The Reaching Higher Coalition says it tested a blanket and pillow from American Airlines and found traces of bacteria that can cause intestinal infections. Workers say they are understaffed and ill-equipped to properly clean airplane cabins and bathrooms.
As passengers entered terminal 4 Wednesday, they were met by service workers and members of the Service Employees International Union dispensing flyers and sanitary wipes.
"It's a difficult time for the airline industry, but I think what, you know, our concern is that we want to make sure that in difficult times for the industry that it's workers and passengers themselves who don't suffer," said Kevin Rudiger, who represents the workers.
One-third of LAX workers say they don't have enough time or people to change the blankets and pillows in between flights. Janitors that clean the lavatories say they don't get adequate cleaning chemicals. In some instances, they said they had to resort to cleaning restrooms with only water because they had no disinfecting cleanser.
Some passengers were in too big of a hurry to read the flyer, but Sherril Jean Thompson glanced over the information and saw no reason for alarm.

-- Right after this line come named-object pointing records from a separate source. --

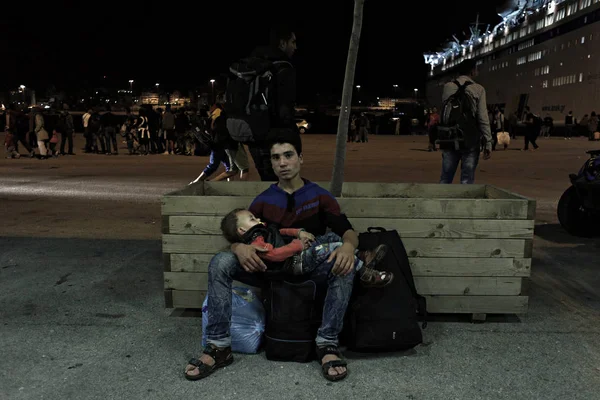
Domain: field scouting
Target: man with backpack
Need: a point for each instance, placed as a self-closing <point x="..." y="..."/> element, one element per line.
<point x="292" y="202"/>
<point x="465" y="125"/>
<point x="261" y="97"/>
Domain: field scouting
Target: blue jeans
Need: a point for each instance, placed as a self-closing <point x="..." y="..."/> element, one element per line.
<point x="224" y="268"/>
<point x="216" y="157"/>
<point x="468" y="164"/>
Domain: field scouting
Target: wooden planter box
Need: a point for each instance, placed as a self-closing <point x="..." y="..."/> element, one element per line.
<point x="469" y="245"/>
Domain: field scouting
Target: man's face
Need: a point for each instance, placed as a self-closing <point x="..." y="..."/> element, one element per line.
<point x="286" y="162"/>
<point x="289" y="47"/>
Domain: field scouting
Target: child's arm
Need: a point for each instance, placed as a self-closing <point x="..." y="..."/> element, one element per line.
<point x="290" y="232"/>
<point x="278" y="254"/>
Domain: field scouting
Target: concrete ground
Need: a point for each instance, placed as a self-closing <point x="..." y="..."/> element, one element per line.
<point x="82" y="313"/>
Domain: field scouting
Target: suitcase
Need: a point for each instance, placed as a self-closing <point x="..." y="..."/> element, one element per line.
<point x="503" y="138"/>
<point x="385" y="319"/>
<point x="294" y="313"/>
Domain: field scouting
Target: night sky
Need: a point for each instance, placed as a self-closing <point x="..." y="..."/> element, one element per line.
<point x="70" y="43"/>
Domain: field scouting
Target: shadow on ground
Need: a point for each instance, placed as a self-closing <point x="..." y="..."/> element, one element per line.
<point x="85" y="319"/>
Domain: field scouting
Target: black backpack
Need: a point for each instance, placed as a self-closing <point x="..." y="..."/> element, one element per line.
<point x="458" y="127"/>
<point x="294" y="311"/>
<point x="385" y="319"/>
<point x="251" y="99"/>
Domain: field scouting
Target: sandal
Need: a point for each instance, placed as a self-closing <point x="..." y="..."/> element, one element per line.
<point x="373" y="257"/>
<point x="369" y="276"/>
<point x="333" y="350"/>
<point x="222" y="357"/>
<point x="372" y="278"/>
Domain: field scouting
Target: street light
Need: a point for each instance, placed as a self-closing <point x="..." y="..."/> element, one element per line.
<point x="212" y="84"/>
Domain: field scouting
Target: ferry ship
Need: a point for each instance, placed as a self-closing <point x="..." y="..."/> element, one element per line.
<point x="543" y="54"/>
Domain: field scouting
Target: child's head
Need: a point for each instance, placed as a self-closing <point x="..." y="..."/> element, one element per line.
<point x="236" y="223"/>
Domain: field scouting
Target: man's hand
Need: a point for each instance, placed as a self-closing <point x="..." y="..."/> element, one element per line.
<point x="344" y="260"/>
<point x="249" y="260"/>
<point x="306" y="235"/>
<point x="306" y="243"/>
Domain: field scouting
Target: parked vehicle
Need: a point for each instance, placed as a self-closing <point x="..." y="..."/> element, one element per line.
<point x="579" y="207"/>
<point x="303" y="125"/>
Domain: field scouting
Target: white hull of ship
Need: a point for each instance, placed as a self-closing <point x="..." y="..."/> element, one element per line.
<point x="507" y="86"/>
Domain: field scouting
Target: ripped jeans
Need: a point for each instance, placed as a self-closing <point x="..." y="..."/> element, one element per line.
<point x="224" y="268"/>
<point x="468" y="164"/>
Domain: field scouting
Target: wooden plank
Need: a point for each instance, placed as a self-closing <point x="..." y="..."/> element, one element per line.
<point x="448" y="228"/>
<point x="477" y="304"/>
<point x="457" y="286"/>
<point x="458" y="248"/>
<point x="412" y="190"/>
<point x="498" y="267"/>
<point x="434" y="208"/>
<point x="190" y="262"/>
<point x="365" y="208"/>
<point x="195" y="224"/>
<point x="415" y="247"/>
<point x="408" y="228"/>
<point x="435" y="304"/>
<point x="467" y="286"/>
<point x="187" y="298"/>
<point x="494" y="192"/>
<point x="187" y="280"/>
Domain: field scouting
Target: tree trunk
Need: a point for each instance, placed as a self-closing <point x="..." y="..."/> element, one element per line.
<point x="346" y="107"/>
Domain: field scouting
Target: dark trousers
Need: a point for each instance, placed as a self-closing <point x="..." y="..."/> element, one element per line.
<point x="66" y="136"/>
<point x="110" y="136"/>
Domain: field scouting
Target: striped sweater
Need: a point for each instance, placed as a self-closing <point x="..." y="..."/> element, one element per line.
<point x="311" y="208"/>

"I'm not concerned about it because you've got little mites and all kinds of things in your pillows all the time," said Thompson.
Lavette Spencer brings her own pillow when she travels to avoid using one that's been used by other passengers. But she says workers should have time to wipe off shared surfaces on board.
"The airplanes do need to be cleaned and wiped from one passenger to the next because you never know when someone has a bacteria or touched something and has a virus or an infection and then somebody else gets on," said Spencer. "We're just spreading it to person to person to person."
The SEIU is raising the issue of cleanliness in the cabins as the current contract gets ready to expire in August. The union says workers need higher wages and better working conditions.
"Less than three percent of airline contracted service workers at LAX currently have family health insurance, which means that it's just a dead end job that people are constantly cycling through," said Rudiger. "So we really believe that improving standards for these workers means improved standards for the passengers as well."
The workers are employed by World Service West. A company official said he was unaware of the job action taken Wednesday. A phone call to an attorney for the company has not yet been returned.